Özet:
Haritalar, coğrafi bilgileri görsel olarak kullanıcılara iletmek amacıyla üretilirler.
Farklı mekânsal uygulama alanları için farklı ölçek ve içerikte haritalara gereksinim
duyulmaktadır. Bu bağlamda, mevcut mekânsal veri setlerinden çeşitli kartografik
genelleştirme işlemleri yardımıyla amaca uygun haritalar türetilir. Kartografik
genelleştirme, tek nesnelere (bağımsız genelleştirme) ve mekânsal olarak ilişkili bir
grup nesneye (bağlamsal genelleştirme) olmak üzere iki ana aşamada uygulanır.
Hedef ölçeğe geçerken nesneler kartografik ilkelere göre yeniden düzenlenir
ve bunun sonucunda aralarında mekânsal uyuşmazlıklar ortaya çıkabilir. Bu
uyuşmazlıklar çözülürken hem görselleştirme açısından grafik limitlere uyulmalı
hem de nesnelerin mekânsal karakteristikleri ve ilişkilerinin ortaya çıkardığı farklı
coğrafi örüntüler mümkün olduğunca korunmalıdır. Bu kapsamda uygulanan en
karmaşık bağlamsal genelleştirme işlemlerinden biri ötelemedir. şimdiye kadar
birçok öteleme yöntemi geliştirilmiş olmasına rağmen, bunlar çoğunlukla uygulaması
güç niteliktedir. Bu nedenle, bu çalışmada pratik bir öteleme yaklaşımı önerilmiş
ve gerçekleştirilmiştir. Bu bağlamda, yollar yardımıyla oluşturulan bloklar içinde
tampon alan analizleri ile bina grupları elde edilmektedir. Sonrasında Voronoi
çokgenleri ve tampon alanlar kullanılarak bu bina grupları için genelleştirme bölgeleri
oluşturulmaktadır.

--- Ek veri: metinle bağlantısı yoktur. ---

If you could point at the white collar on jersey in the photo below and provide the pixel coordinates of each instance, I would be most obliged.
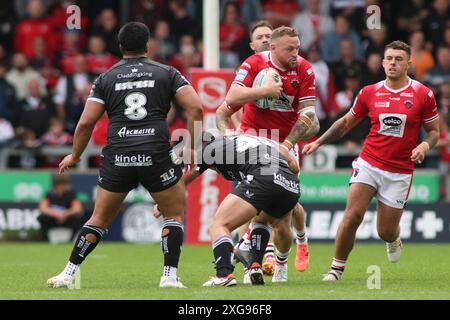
(398, 90)
(278, 67)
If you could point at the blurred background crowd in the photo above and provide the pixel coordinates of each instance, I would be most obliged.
(46, 69)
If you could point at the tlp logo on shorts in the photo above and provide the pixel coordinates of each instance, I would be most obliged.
(140, 160)
(168, 177)
(287, 184)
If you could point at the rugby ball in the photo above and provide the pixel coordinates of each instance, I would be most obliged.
(260, 80)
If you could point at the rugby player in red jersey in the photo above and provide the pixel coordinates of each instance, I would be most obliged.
(290, 118)
(397, 107)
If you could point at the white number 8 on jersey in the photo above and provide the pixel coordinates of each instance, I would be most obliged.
(136, 106)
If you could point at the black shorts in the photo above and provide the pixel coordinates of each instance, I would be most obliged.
(121, 172)
(276, 194)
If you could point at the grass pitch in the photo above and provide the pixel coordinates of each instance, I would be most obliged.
(131, 271)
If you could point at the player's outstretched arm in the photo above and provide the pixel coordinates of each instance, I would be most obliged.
(93, 111)
(307, 124)
(431, 139)
(239, 95)
(223, 117)
(188, 99)
(335, 132)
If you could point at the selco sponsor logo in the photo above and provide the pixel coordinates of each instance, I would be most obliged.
(392, 121)
(379, 94)
(382, 104)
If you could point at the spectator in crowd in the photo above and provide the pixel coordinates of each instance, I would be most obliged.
(326, 107)
(35, 110)
(60, 16)
(312, 25)
(188, 57)
(153, 50)
(421, 59)
(352, 10)
(8, 101)
(167, 43)
(40, 56)
(60, 207)
(440, 73)
(375, 42)
(6, 132)
(149, 12)
(107, 27)
(98, 60)
(373, 70)
(280, 12)
(37, 24)
(347, 61)
(447, 36)
(437, 22)
(70, 49)
(70, 93)
(251, 11)
(4, 59)
(411, 17)
(56, 136)
(330, 44)
(231, 34)
(21, 74)
(7, 26)
(180, 22)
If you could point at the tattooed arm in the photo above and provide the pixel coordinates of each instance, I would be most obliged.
(223, 117)
(431, 139)
(306, 126)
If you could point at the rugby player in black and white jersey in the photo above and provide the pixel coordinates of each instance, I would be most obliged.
(268, 191)
(136, 93)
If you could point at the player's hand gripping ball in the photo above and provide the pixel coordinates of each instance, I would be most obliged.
(270, 78)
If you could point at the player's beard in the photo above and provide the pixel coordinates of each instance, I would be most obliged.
(290, 64)
(264, 47)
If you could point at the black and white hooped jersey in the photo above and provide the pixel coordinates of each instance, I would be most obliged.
(235, 155)
(137, 94)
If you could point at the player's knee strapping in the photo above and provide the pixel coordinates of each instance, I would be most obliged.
(223, 249)
(88, 238)
(259, 238)
(171, 241)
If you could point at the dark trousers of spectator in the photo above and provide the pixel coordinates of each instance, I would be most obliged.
(75, 223)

Daha sonra en yaygın bina örüntü türlerinden biri olan doğrusal
dizilim gösteren binalar çoklu tampon alan analizleri yoluyla belirlenmekte ve
bu binaların içinde yer aldığı bölgeler, örüntülerin korunmasına yönelik olarak
yeniden düzenlenmektedir. Sonrasında bölge için düzenli nokta ağı üretilmekte
ve bu noktaların bulundukları konumların öteleme için ne kadar uygun olduğu,
çekirdek yoğunluk kestirimi ve çoklu tampon alan analizleri ile elde edilen ağırlıklar
kullanılarak hesaplanmaktadır. Buna göre binalar, uyuşmazlıkları gidermek veya
azaltmak için iteratif oturumlar içinde uygun konumlara ötelenmektedir. Mekânsal
ilişkilerin fazla bozulmaması için her oturumda öteleme miktarı küçük tutulmaktadır.
Önerilen yaklaşımda, minimum mesafe ve konumsal doğruluk kısıtları doğrudan
uygulanırken, mekânsal örüntü ve ilişkiler, bölgesel ve toplu öteleme aracılığıyla
dolaylı olarak korunmaya çalışılmaktadır. Öteleme kalite değerlendirmesi, minimum
mesafe ve konumsal doğruluk analizine ek olarak, öteleme öncesi ve sonrası
binaların ağırlık merkezlerinden oluşturulan (Delaunay) üçgenlerinin açı, uzunluk
ve şekil ölçülerine ilişkin değerlerin veya iki bina arasındaki çizginin açıklık açısının
karşılaştırmalı analiziyle gerçekleştirilir. Bulgular, önerilen yaklaşımın bölgesel bina
ötelemesi için oldukça etkili ve pratik olduğunu göstermektedir.